To the extent that Van Velzor’s argument on appeal comports with his
objections at trial, we fail to see how Bradley’s discovery responses had any
relevance at the final trial because they were never admitted as evidence. See
Ceramic Tile Int’l, Inc. v. Balusek, 137 S.W.3d 722, 724 (Tex. App.—San Antonio
2004, no pet.) (reasoning that pleadings are not evidence unless offered and
admitted as evidence by the trial court); Barnard v. Barnard, 133 S.W.3d 782,
789 (Tex. App.—Fort Worth 2004, pet. denied) (reasoning that while a court may
take judicial notice of its own files, it may not take judicial notice of the truth of the
allegations in its files). Moreover, while hybrid representation is generally not
2 permitted, see, e.g., Posner v. Dallas Cnty. Child Welfare Unit of Tex. Dep’t of
Human Servs., 784 S.W.2d 585, 588 (Tex. App.—Eastland 1990, writ denied),
the trial court specifically noted at the outset of the final trial that Bradley was
appearing pro se. That Bradley had received assistance from Legal Aid in the
past did not, ipso facto, mean that he was represented by Legal Aid at the time of
trial, as Van Velzor appears to argue. Van Velzor contends that Bradley’s “unfair
advantage” deprived him of due process, but Van Velzor never objected on due
process grounds. See In re L.M.I., 119 S.W.3d 707, 710‒11 (Tex. 2003), cert.
denied, 541 U.S. 1043 (2004) (reasoning that constitutional arguments must be
preserved for appellate review). We overrule Van Velzor’s first issue.
Van Velzor argues in his second issue that the trial court erred by failing to
stop the trial once he brought his hybrid-representation objection to its attention.
Van Velzor never moved for a continuance or a mistrial, nor does he direct us to
any authority requiring the trial court to sua sponte halt proceedings after
overruling a party’s objection. We overrule Van Velzor’s second issue.
Van Velzor argues in his third issue that he was denied due process
because Bradley “engaged in evasive testimony.” Notwithstanding that he never
raised this issue below, see Tex. R. App. P. 33.1(a), the trial court afforded Van
Velzor an opportunity to make an opening statement, present evidence, and
make a closing argument. If Van Velzor thought that Bradley had testified
evasively, then he could have called himself or another witness to clear up the
3 record or provide controverting testimony, but he did not do so. We overrule his
third issue.
In his fourth issue, Van Velzor argues that he was denied a fair trial and
due process because the trial court overruled his objection to Bradley’s opening
statement and prohibited him from questioning Bradley about his criminal record.

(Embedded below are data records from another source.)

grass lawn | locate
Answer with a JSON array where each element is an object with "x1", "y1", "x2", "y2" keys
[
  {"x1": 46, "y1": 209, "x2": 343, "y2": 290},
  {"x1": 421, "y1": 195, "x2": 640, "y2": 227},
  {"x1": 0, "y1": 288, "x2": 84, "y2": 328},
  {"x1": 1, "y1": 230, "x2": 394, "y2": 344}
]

Van Velzor never raised fair-trial and due-process arguments in the trial court; he
therefore failed to preserve them for appellate review. See Tex. R. App. P.
33.1(a). To the extent that Van Velzor merely argues that the trial court abused
its discretion by overruling his objection and by prohibiting him from questioning
Bradley about his criminal background, even if the trial court abused its
discretion, the error was unquestionably harmless in light of the entire record.
See Tex. R. App. P. 44.1(a).
Van Velzor argues that the trial court erred by assessing costs against him
because he filed an affidavit of indigence that Bradley never contested. 2 See
Tex. R. Civ. P. 145. To the extent that the judgment requires Van Velzor to pay
any costs, the clerk’s record contains an affidavit of indigence filed by Van Velzor
for purposes of costs on appeal, see Tex. R. App. P. 20.1, not for costs in the
trial court. We overrule Van Velzor’s fourth issue.
2 The final judgment provides that “[c]osts are to be borne by the party incurring same.”
4 Having overruled all of Van Velzor’s issues, we affirm the trial court’s
judgment.
/s/ Bill Meier
BILL MEIER JUSTICE
PANEL: LIVINGSTON, C.J.; MEIER and GABRIEL, JJ.